Aziz Şah– Tatar’a neden bu kadar öfkelisiniz? Kendinize söyleyemediklerinizi ona söylüyorsunuz.
Tatar sizsiniz, aynadaki suretinizdir…
Önce Ankara ne diyecek diye bekler, kendini garantiye aldıktan sonra konuşur, her ‘Kıbrıslı Türk’ gibi…
2021 Nisan’ında Cenevre’de yapılan görüşmede Anastasiadis masaya Mağusa ve Ercan limanlarının açılmasını koydu. Basın toplantısında TC Dışişleri Bakanı Mevlüt Çavuşoğlu laf arasında bu öneriyi nasıl reddettiğini ağzından kaçırdı.
-“Cüret etmiş” Anastasiadis, dedi, ‘‘Mağusa ve Ercan limanlarının açılmasını teklif etmiş’’…
Bunu duyduğumda kaynar sular başımdan aşağıya döküldü…
Basın toplantısında Çavuş’un yanında oturan Tatar, bu konudan o anda haberdar oldu!
Maraş’ın Rum mal sahiplerine iadesine karşılık Mağusa ve Ercan limanlarının açılması konusunu bu gazetede bir sene boyunca yazdık.
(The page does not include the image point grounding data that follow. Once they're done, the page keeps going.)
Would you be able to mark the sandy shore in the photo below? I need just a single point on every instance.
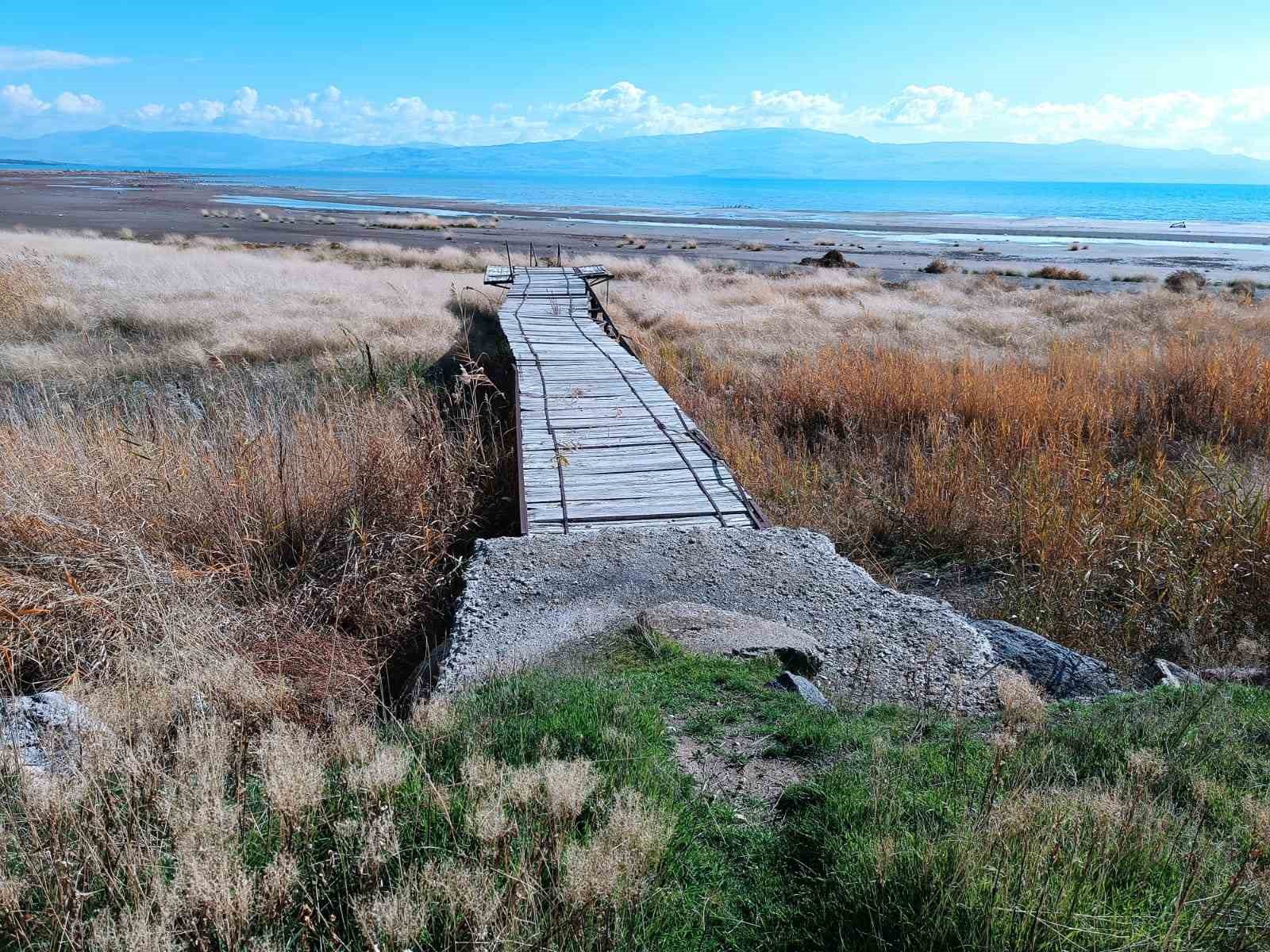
(897, 245)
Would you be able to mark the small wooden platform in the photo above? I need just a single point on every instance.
(601, 443)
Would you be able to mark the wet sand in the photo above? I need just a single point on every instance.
(897, 245)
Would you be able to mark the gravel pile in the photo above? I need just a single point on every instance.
(527, 600)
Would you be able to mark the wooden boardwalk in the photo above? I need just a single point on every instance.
(601, 443)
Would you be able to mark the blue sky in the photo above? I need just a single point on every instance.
(1153, 73)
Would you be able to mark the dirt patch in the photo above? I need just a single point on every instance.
(733, 768)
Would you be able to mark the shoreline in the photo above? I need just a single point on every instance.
(897, 244)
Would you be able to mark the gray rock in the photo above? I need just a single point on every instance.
(1175, 677)
(717, 631)
(575, 590)
(802, 687)
(1062, 673)
(44, 730)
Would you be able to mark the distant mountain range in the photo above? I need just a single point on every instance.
(798, 154)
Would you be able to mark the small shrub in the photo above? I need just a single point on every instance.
(1244, 291)
(1185, 282)
(1054, 273)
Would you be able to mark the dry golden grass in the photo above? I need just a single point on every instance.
(86, 306)
(309, 528)
(1104, 457)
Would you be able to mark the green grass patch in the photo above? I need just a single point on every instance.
(546, 810)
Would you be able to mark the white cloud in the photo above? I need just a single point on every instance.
(78, 105)
(14, 59)
(22, 101)
(1237, 121)
(205, 111)
(244, 102)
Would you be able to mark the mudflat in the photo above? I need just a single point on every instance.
(899, 247)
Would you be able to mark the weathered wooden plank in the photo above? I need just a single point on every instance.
(595, 425)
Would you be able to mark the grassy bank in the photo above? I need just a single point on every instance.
(235, 489)
(549, 812)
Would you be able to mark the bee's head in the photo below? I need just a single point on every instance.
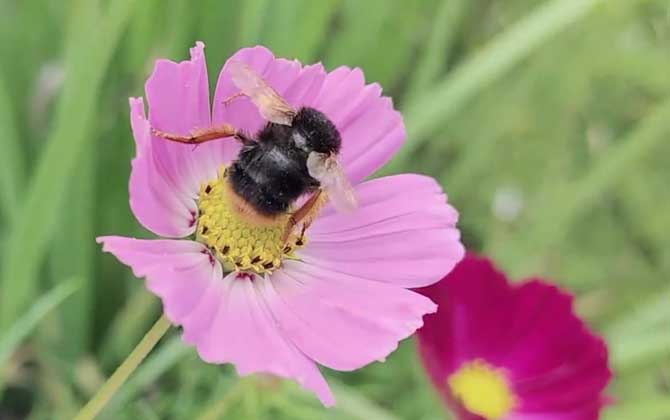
(320, 133)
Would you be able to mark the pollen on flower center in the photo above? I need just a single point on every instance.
(238, 242)
(482, 389)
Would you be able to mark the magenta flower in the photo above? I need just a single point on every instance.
(498, 351)
(337, 295)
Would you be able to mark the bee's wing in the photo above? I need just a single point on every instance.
(272, 106)
(334, 182)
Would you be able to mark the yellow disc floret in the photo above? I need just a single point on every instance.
(236, 240)
(483, 390)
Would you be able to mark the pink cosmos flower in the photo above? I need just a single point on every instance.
(498, 351)
(339, 296)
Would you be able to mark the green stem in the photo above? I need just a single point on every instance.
(118, 378)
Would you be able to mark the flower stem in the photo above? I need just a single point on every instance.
(119, 377)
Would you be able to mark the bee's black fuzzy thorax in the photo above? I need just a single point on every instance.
(271, 174)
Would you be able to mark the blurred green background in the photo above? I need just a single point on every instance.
(547, 122)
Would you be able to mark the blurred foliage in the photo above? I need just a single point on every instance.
(547, 122)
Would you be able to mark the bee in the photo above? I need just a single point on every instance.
(293, 155)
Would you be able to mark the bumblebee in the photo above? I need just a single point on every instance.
(293, 155)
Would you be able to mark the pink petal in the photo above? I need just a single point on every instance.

Döndüre döndüre yazdık!
Mağusa ve Ercan limanlarının açılmasının KKTC’ye statü kazandıracağı riskini görmemize rağmen, toplumun ihtiyaç duyduğu bu nefes borusunu gündemde tuttuk.
Basınımızın ilgisini çekmedi böyle hayati bir konu, siyasi partiler Ankara’ya ‘‘Sen kim oluyorsun da Kıbrıslı Türklerin dünyaya doğrudan ticaret yapma ve ulaşım hakkını reddediyorsun’’ demedi. ‘‘Bize esas ambargo ve izolasyonu Türkiye uyguluyor’’ demediler…
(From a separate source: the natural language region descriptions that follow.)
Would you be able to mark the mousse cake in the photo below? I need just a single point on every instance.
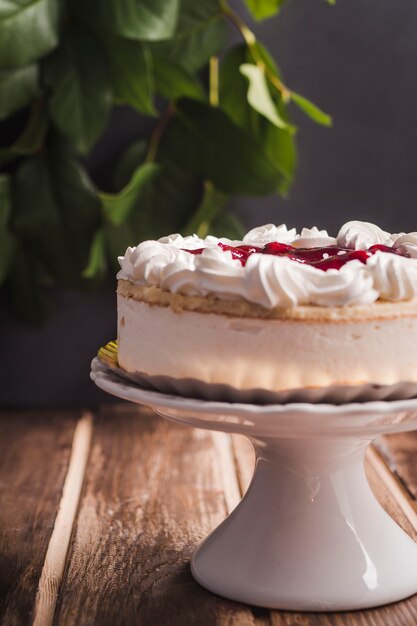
(279, 310)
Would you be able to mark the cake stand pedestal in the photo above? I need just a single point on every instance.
(309, 534)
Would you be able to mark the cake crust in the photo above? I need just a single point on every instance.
(155, 296)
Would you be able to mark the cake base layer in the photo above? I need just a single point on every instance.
(273, 354)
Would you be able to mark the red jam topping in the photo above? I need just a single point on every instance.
(324, 258)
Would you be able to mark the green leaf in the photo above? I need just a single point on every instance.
(7, 240)
(28, 30)
(228, 225)
(311, 110)
(31, 138)
(262, 9)
(97, 262)
(81, 98)
(208, 210)
(173, 82)
(133, 156)
(225, 154)
(132, 74)
(17, 89)
(278, 144)
(118, 206)
(144, 20)
(259, 96)
(56, 212)
(201, 33)
(233, 89)
(165, 203)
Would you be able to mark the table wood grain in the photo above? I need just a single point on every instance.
(151, 491)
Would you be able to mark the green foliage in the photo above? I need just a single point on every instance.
(259, 96)
(262, 9)
(147, 20)
(17, 89)
(28, 30)
(81, 95)
(220, 129)
(201, 33)
(132, 74)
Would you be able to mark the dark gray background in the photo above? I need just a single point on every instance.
(358, 61)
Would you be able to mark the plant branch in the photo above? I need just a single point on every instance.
(214, 81)
(250, 39)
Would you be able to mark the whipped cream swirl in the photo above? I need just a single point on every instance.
(274, 281)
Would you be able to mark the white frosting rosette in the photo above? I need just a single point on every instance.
(273, 281)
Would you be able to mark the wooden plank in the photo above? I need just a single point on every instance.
(153, 491)
(401, 452)
(53, 567)
(34, 453)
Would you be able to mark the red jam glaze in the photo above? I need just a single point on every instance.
(324, 257)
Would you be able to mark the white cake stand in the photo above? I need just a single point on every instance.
(308, 535)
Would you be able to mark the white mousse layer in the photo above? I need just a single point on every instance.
(264, 354)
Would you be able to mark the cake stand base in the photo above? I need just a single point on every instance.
(309, 535)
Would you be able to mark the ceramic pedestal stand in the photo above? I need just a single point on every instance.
(309, 534)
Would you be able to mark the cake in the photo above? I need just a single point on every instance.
(279, 310)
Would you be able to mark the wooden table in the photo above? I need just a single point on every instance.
(100, 513)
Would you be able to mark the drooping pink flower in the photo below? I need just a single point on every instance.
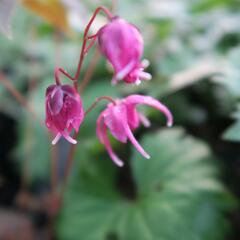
(64, 111)
(122, 118)
(122, 44)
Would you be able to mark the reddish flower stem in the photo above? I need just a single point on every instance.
(97, 101)
(88, 75)
(84, 48)
(85, 81)
(110, 16)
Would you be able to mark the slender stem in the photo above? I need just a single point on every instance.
(110, 16)
(97, 101)
(86, 80)
(54, 167)
(90, 45)
(18, 96)
(88, 76)
(64, 72)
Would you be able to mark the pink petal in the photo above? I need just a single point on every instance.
(139, 99)
(135, 142)
(144, 120)
(99, 127)
(56, 100)
(115, 116)
(102, 135)
(68, 137)
(56, 139)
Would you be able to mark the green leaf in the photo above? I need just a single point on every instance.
(178, 195)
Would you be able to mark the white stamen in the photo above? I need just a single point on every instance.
(144, 75)
(125, 71)
(138, 82)
(56, 139)
(145, 63)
Ta ki Çavuşoğlu gelip KKTC meclisinde CTP’ye, ‘terörist’ ve ‘sizi kaale almıyoruz, yok sayıyoruz’ desin…
Cenevre’deki görüşmenin üzerinden 1 sene 1 ay geçtikten sonra CTP fark etti bu konuyu! Politikada zamanlama herşeydir; dananın kuyruğu koptuktan sonra istediğiniz kadar o kuyrukla halay çekin, danaya kuyruk kopmadan sahip çıkacaksınız!
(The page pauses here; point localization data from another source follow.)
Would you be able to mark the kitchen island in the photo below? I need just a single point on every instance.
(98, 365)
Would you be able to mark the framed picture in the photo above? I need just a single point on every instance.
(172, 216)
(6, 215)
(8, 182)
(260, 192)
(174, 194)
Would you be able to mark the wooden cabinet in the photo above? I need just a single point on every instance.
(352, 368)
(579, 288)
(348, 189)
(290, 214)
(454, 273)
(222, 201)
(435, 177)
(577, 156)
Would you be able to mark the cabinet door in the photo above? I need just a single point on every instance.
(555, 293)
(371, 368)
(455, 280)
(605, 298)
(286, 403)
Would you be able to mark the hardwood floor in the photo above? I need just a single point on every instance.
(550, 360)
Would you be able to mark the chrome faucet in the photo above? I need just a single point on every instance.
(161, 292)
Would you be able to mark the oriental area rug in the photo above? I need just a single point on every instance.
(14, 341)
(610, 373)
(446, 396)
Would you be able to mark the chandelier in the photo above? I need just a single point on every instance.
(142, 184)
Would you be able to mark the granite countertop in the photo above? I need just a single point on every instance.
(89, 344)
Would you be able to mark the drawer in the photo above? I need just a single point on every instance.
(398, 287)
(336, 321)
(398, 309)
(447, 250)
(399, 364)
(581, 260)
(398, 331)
Cenevre’de Anastasiadis öneriyi ortaya koyduktan sonra, Mehmet Ali Talat çıktı ve dedi ki:
-‘‘Bu öneriyi daha önce de Papadopulos teklif etti, o zaman da ben reddetmiştim. Anastasiadis’in teklifi ‘Şeytanca bir öneri’dir’’…
-‘‘Bunun üzerine atlayan Kıbrıslı Türkler de oldu. Diyorlar ki, ‘Çok şey kaybettik’ filan… Neyi kaybettin? Senden Mağusa Limanı, Maraş ve Havaalanı’nı istedi, kaybettiğin nedir?..’’ dedi Mehmet Ali Talat.
Şimdi, ‘Mehmet Ali Talat ile Ersin Tatar arasındaki farkı bulun’ desem, bulamazsınız. İkisi de toplumumuza soluk borusu olacak bir öneriye Ankara karşı çıktığı için karşı çıktı.
Peki, geriye kalan örgütler, siyasi partiler, gazeteler neden tavır almadı ve sustu?
Çünkü Maraş’ın ve Ercan Havaalanı’nın BM kontrolünde, Mağusa Limanı’nın da AB kontrolünde açılması önerisi ‘riskli’dir.
Bu mesele en basit ifade ile şudur: Türkiye’nin çıkarları ile Kıbrıslı Türklerin çıkarları taban tabana zıttır. Türkiye Kıbrıs’ta statükodan kâr eder, statüko ise Kıbrıslı Türkleri kansız bir şekilde yok eder. Kıbrıslıların çıkarları ancak Türkiye’ye rağmen ve karşı savunulur.
İşte bu yüzden sesi çıkmadı kimsenin… Tatar’a öfkeniz bu yüzdendir sevgili örgütler, partiler ve basın!
Tüm söz, yetki ve kararın Ankara’da olduğunu bile bile Tatar’a hücum edersiniz. Ama aynı zamanda Tatar gibi garanticisiniz, Ankara’nın Kıbrıslı Türklerin çıkarlarını paspas etmesine sesiniz çıkmaz…
TC Dışişleri, Rum Liderliğine 4 Maddelik hidrokarbon-güneş enerjisi-su-elektrik önerisi sundu. TC Hariciyesi yazdı, Tatar’a sundurdu. Sizse TC’ye söyleyemediğiniz herşeyi Tatar’a söylüyorsunuz.
Da be kardeşim! TC Dışişleri’nin bu önerilerinin bazılarını 10 gün önce Tufan Erhürman gündeme getirdi:
-“Kimse size Rum tarafının Güven Yaratıcı Önlemler paketini olduğu gibi kabul edin demiyor… Doğrudan ticaret tüzüğünü, yeşil hat tüzüğü kapsamındaki ihracatın genişletilmesini, yenilenebilir enerjiden daha fazla yararlanabilmemiz için enterkonnekte sistemi, Euro kullanımını, yeni kapıları, hidrokarbonu da koyun ve müzakere edin’’…
Ne Tufan ne Tatar ağzına alıyor Maraş’ın iadesi karşılığı Mağusa ve Ercan limanlarının açılmasını, çünkü garanticidirler.
Kıbrıslı Türkleri yok eden garantici olmasıdır!